Janet Lane on Waler Data Base @ Facebook. Image: Sunday Times, Perth, Sunday 26 May 1912.
Cleveland Bay – an important background breed of the Waler. Now the rarest horse breed in the world – facing extinction – this handsome, superlative horse breed was once highly popular in Australia.
Australian Town and Country Journal, Sydney, Wednesday 23 September 1903. Freedom was a much admired horse and always had a full book of mares. He was a coaching stallion, his breeding almost all Cleveland Bay.
Originally from the North Riding of Yorkshire, Cleveland area, a great horse breeding area. Known by origin, colour, type and name (usually called Clevelands early on) by the mid 1600’s. Widely used as pack-horses before roads were improved for wheeled transport. Over the ages, adapted for heavy coach work – the ‘encumbrances’ of the middle ages – to lighter coach work, light agricultural use, stylish carriage horses and riding horses. Probably at their peak in Regency days when the cut of your horse was everything and ladies almost always rode a bay and had them to carriage, it being the height of good taste to have bays; never seen as vulgar. Uses dictated their type – heavier, lighter, more showy action all took a turn.
‘Mr. Philip Charley’s Cleveland Bay stallion.’
Critic, Adelaide, Wednesday 18 September 1907
Charley imported several Cleveland Bays and Roadsters; in fact his best Roadsters consisted of a lot of Cleveland Bay. He bred horses for the India trade and for utility horses here. His horses were top quality; money was no object with Philip Charley.
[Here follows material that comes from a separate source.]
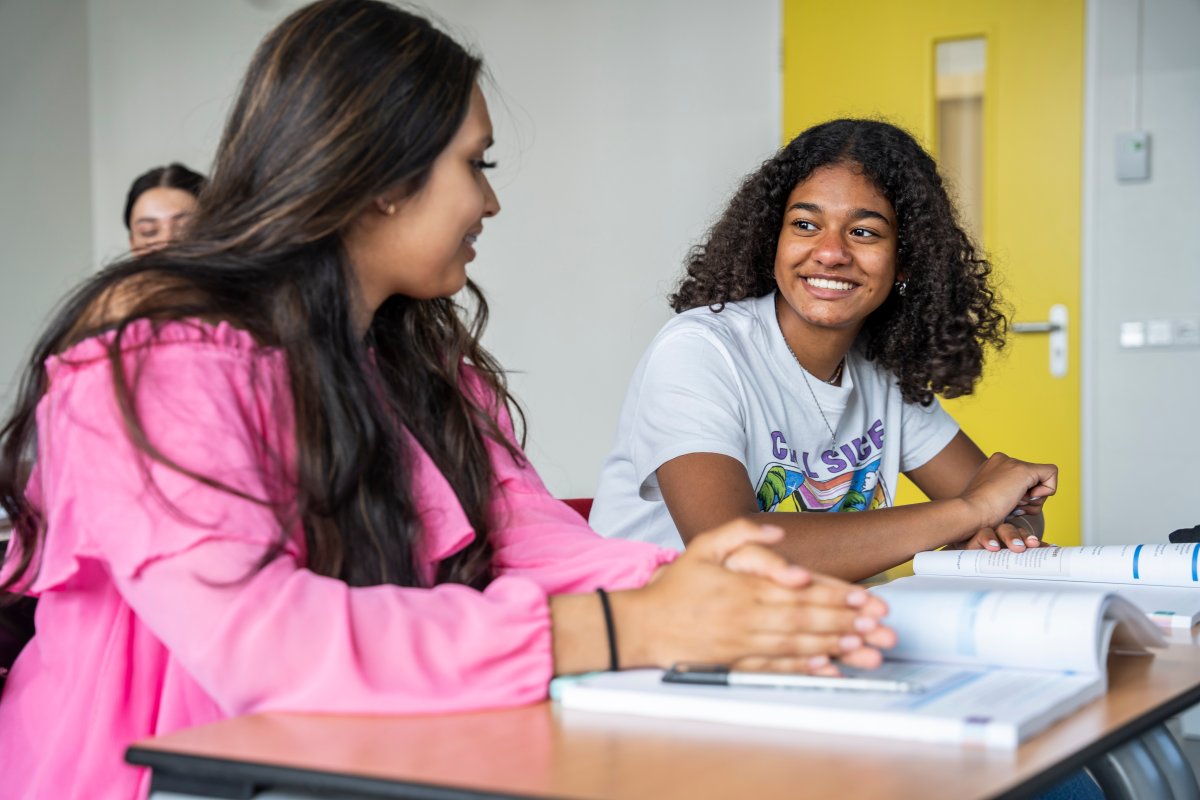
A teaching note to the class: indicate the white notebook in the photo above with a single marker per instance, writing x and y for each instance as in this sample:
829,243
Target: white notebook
996,667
Ovens and Murray Advertiser, Beechworth, Vic., Saturday 11 November 1893
Cleveland Bays were extensively used from our earliest days to breed horses for within Australia, and for the massive export trade. Their blood went into the Roadster, Hackney, Thoroughbred, Yorkshire Coach Horse, Standardbred and other breeds.
A good big upstanding horse, generally 16 hh and up; all bay, with tremendous bone – in colonial days measuring 10 inches usually. Clean legs. Lovely strong noble head, often a little Roman-nosed. Usually no white; sometimes a bit was seen before the studbook was formed, in 1883 in the UK, and 1975 in Australia. Athletic. Good-natured. Versatile.
The Yorkshire Coach Horse, now extinct, was considered a breed once, developed from a Cleveland Bay crossed to a Thoroughbred, then back to a Cleveland Bay.
Breeds go extinct fast.
By the 1960’s they were out of fashion – horses were no longer used for work and people were only just starting to use them for sport, and often making, shall we say, ‘fashionable’ choices. The Queen, Elizabeth II, set about to save this breed, native to her land, and did this almost single-handedly. Her father King George had a lovely team of Cleveland Bays. Prince Philip also took up driving them, helping them regain popularity and showing their abilities superbly.
They were here in the 1820’s; possibly came even earlier. The Australian Agricultural Company imported many early on. A magnificent breed. Their use for breeding Walers dropped off heavily from 1902 (after the Boer War), when Banjo Patterson churned out articles on how to breed military horses – being a Thoroughbred man, his loathing of coachers, Roadsters and Clevelands influenced many. He did much harm in his pursuit of personal fame.
A good Waler looks more like a Cleveland Bay than any other breed. You can help support them from becoming extinct by supporting their breed organisation. One of the world’s great breeds, considered by many as the oldest horse breed of all. Certainly the oldest documented, having lineages traced back to the 1600’s. Not many photos in archives sorry; these are all newspaper pics.